Influenced by "28 Days Later" and "The Walking Dead," the producers attempted to create a zombie film that was more than just a zombie film.
"It's not just a bunch of stumbling, bleeding people," said Mr. Mongelli.
After being struck by inspiration one day, Chris Niespodzianski stayed up all night and wrote a rough draft of the screenplay. Four months and 30 rewrites later, the screenplay was complete.
The producers raised nearly $30,000 for the film by asking friends and family for donations, receiving a contribution from an international business, TRI Federation, in exchange for publicity for its product, and creating a campaign on Indiegogo, a crowd funding website.
The film also received donations from local organizations and businesses such as police uniforms from the Allegheny County Police Department, props from The Zenith cafe/art gallery/antiques shop and office space from Steel City Interpreters.
"What we were able to do with $30,000 was nothing short of amazing," said Chris Niespodzianski. "Each person knew their job, did it and did three or four other jobs."
After a three-day audition process, the producers filled most of the roles with local actors.
"There are so many talented actors in Pittsburgh that just need to be given a chance," said Chris Niespodzianski. "I think we found quite a bit of them."
For the remaining roles, the producers ended up with a few actors from New York City and an actress from China.
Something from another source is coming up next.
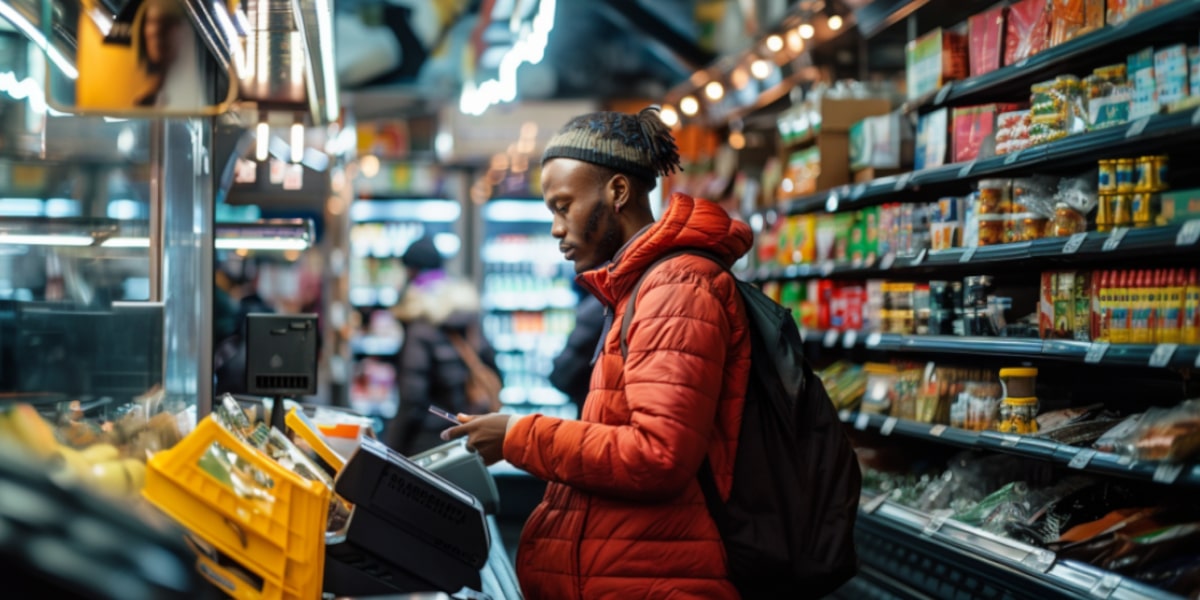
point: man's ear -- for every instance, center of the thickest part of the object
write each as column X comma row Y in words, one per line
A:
column 619, row 191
They also cast Danielle Lozeau, an actress who has shot five feature films this year.
When they were looking for a crew, the producers just asked their bar buddies at Excuses Bar and Grill in the South Side. According to John Niespodzianski, many of the bar's regulars are professional crew members who worked on "The Perks of Being a Wallflower," "Love and Other Drugs," "Jack Reacher" and other movies filmed in Pittsburgh.
"They worked no differently than if they were working on 'The Dark Knight Rises.' " said Chris Niespodzianski.
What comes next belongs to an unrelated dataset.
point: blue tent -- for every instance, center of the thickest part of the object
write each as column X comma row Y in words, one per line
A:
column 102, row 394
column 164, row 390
The producers were impressed with the cast and crew's commitment to the film. They recalled actors showing up to the shooting of scenes that they weren't in, a makeup artist who left his sister's wedding reception early so he could be on set, and a crew member with a bad back who wanted to help in any way he could.
"People really took to this project and made it their own," Chris Niespodzianski said. "There is a certain pride that everyone has in [the movie] right now and a certain belief that this is something that could go somewhere."